This article is about Saving Time and Effort with IDAPython.
For those familiar with CTF competitions, time is an important constraint that must be managed effectively to score as many points as possible. Most task write-ups you’ll come across use some kind of script to automate long tasks or ones that are difficult to do manually. This saves not only time, but also effort, because the participant only needs to find out what is repeated once and automate the rest. This analogy is clarified by the challenge we will examine.
The task we are dealing with is from Nuit Du Hack Quals 2017 . It’s a reverse engineering challenge called “Matrioshka: Step 4 (I did it again)” . We’ll see that this task not only performs repetitive work that would take a reverser hours to complete, but also makes it difficult to access the code that checks whether the given input is correct or not.

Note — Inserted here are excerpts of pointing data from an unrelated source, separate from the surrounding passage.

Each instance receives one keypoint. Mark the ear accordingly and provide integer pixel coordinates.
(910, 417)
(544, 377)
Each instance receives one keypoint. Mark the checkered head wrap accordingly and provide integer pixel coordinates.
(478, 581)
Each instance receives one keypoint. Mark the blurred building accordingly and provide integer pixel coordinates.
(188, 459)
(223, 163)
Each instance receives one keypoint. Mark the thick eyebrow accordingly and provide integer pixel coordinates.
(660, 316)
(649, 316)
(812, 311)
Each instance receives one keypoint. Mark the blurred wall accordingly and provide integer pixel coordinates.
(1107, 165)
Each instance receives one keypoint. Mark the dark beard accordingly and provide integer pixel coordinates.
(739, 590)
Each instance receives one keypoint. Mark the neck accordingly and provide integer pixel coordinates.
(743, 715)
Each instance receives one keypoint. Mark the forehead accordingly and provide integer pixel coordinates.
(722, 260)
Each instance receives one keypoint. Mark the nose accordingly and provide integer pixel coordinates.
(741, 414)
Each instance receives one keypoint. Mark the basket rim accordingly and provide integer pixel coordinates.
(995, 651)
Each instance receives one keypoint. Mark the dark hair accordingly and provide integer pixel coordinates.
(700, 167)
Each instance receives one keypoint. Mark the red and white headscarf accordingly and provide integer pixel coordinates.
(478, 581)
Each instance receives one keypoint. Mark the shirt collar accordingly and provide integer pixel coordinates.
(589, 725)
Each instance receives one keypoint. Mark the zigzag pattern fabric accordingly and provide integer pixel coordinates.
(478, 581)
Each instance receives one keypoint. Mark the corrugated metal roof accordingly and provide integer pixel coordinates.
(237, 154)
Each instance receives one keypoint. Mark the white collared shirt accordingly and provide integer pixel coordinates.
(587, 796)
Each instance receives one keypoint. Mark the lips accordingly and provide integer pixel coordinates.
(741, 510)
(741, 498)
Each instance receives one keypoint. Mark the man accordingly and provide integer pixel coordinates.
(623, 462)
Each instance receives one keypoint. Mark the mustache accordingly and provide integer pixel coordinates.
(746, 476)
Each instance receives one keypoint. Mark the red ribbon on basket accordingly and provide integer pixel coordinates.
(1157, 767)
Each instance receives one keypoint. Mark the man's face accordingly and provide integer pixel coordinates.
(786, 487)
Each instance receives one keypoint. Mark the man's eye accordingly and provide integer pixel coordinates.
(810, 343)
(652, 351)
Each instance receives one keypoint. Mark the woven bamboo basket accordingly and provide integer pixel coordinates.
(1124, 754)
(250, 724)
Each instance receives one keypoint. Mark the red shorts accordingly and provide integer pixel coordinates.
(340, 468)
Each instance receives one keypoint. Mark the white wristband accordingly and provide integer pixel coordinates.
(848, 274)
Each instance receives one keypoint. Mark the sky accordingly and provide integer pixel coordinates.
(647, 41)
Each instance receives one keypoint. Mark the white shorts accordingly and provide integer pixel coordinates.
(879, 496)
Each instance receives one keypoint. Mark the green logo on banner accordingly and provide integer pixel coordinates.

Saving Time and Effort with IDAPython:
The goal of this article is to write a Python solver script that automates everything from start to finish and prints a flag at the end. 
First, we’ll start by seeing what kind of binary star we’re dealing with.
Now we need to set up a remote GDB debugger and then connect to it from IDA64.
The reason behind why we are providing to the executable 334 characters as an argument is because that is what it expects.
After checking the length, crackme allocates a memory-aligned portion of memory using memalign. It then uses mprotect to modify the site’s permissions to RWX.
The data copied into this block starts from sub_40089D and goes to but does not include sub_422C0C. A look at some of what lies between these two addresses suggests that there is probably some ongoing code decryption going on.
Next, the copy of “sub_40089D” from the allocated pages is called with the following arguments.
The return value must be 0x1 if the supplied argument represents the correct input.
So far, so good. Now let’s look at what sub_40089D does.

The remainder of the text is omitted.